Fellow members of the British media, however, seem to deserve less of the UK-based paper’s scrutiny, according to a damning New York Times report.
Financial Times editor Madison Marriage and her team led a monthslong investigation into the resignation of Guardian columnist Nick Cohen, who her reporting showed left the paper after a sexual-misconduct investigation. According to the Times, however, the Financial Times spiked the story, arguing Cohen did not have a large enough profile to warrant an “F.T. story.”
The axing of Marriage’s story led The New York Times to conduct its own investigation, speaking to multiple women who accused Cohen of sexual misconduct. One then-editorial assistant, Lucy Siegle, said Cohen grabbed her behind as she stood at a photocopier in 2001, with five other women saying he did the same at different bars. Another woman, an unpaid copy editor, said he repeatedly offered to send nude photos to her as recently as 2018.
Cohen, who wrote a left-wing column for the Guardian’s sister publication The Observer, resigned in January on “health grounds” in a public statement. He told the Times he was surprised that multiple women had come forward, but he did not directly address any specific accusation. He instead cited his past alcohol addiction as a cause for any misbehavior.
“I have written at length about my alcoholism. I went clean seven years ago in 2016,” he told the Times. “I look back on my addicted life with deep shame.”
But as the Times independently looked into Cohen’s alleged misconduct, it also revealed why the Financial Times story never went to print.
Marriage is a veteran reporter who has repeatedly covered subjects who’v e faced serious scrutiny—and, at times, charges—for sexual misconduct. She was named special investigations editor in September and had her reporting into abuses of power highlighted by Financial Times editor Roula Khalaf in a 2022 year-end note to the newsroom, according to the Times.
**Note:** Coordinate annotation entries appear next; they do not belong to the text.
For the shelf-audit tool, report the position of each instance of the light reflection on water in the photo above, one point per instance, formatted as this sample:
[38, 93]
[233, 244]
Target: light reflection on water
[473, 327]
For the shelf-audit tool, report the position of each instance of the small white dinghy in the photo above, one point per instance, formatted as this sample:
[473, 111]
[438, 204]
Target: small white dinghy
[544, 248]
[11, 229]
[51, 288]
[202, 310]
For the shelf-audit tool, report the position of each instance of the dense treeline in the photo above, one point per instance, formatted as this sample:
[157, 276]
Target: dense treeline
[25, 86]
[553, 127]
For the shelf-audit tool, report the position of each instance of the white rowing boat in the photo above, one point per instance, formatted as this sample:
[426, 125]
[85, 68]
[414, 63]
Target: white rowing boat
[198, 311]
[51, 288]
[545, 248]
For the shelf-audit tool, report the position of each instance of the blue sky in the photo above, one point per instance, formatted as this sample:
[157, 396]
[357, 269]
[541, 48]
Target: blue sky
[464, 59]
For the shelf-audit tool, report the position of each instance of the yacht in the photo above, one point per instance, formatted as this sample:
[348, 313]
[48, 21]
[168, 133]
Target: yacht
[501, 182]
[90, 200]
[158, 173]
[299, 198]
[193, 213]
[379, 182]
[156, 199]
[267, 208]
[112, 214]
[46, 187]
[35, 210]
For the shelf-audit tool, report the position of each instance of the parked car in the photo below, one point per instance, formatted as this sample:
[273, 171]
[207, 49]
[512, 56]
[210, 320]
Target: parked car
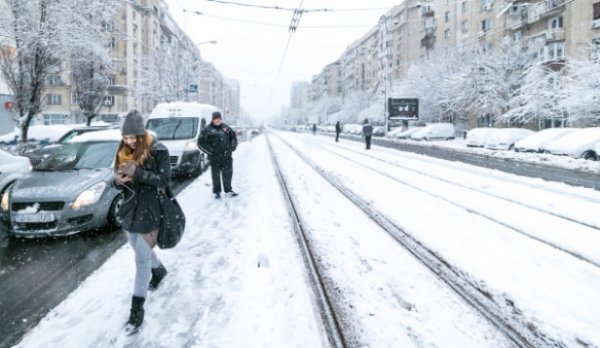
[379, 131]
[405, 134]
[11, 168]
[535, 142]
[36, 156]
[505, 138]
[436, 131]
[177, 125]
[69, 192]
[580, 143]
[477, 137]
[352, 128]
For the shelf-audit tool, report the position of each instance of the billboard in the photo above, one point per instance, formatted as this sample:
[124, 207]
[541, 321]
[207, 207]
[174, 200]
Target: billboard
[403, 108]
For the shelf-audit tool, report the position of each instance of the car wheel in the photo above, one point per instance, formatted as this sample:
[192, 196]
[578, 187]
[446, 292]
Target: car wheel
[113, 217]
[590, 155]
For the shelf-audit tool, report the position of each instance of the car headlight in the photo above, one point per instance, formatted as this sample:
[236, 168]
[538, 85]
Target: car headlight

Her investigations, Khalaf noted, would be a priority for 2023.
However, Khalaf seemed determined to steer Marriage away from focusing on British media, according to the Times. She ordered Marriage to not speak to new sources for her Cohen investigation, and when Marriage filed her story in February, Khalaf said she would only run it if it was filed to the opinions desk. Marriage obliged, but Khalaf still did not let the story run.
It was ultimately unclear why the Financial Times did not run the investigation, particularly as the outlet has not shied away from highlighting sexual improprieties in other sectors like technology and the lobbying industry. Some FT employees suggested to the Times that the paper was hesitant in turning the spotlight inward on the British media.
The Financial Times did not immediately respond to a request for comment. In a statement to the Times, a spokesperson noted that “some reporting leads to published stories and some not.”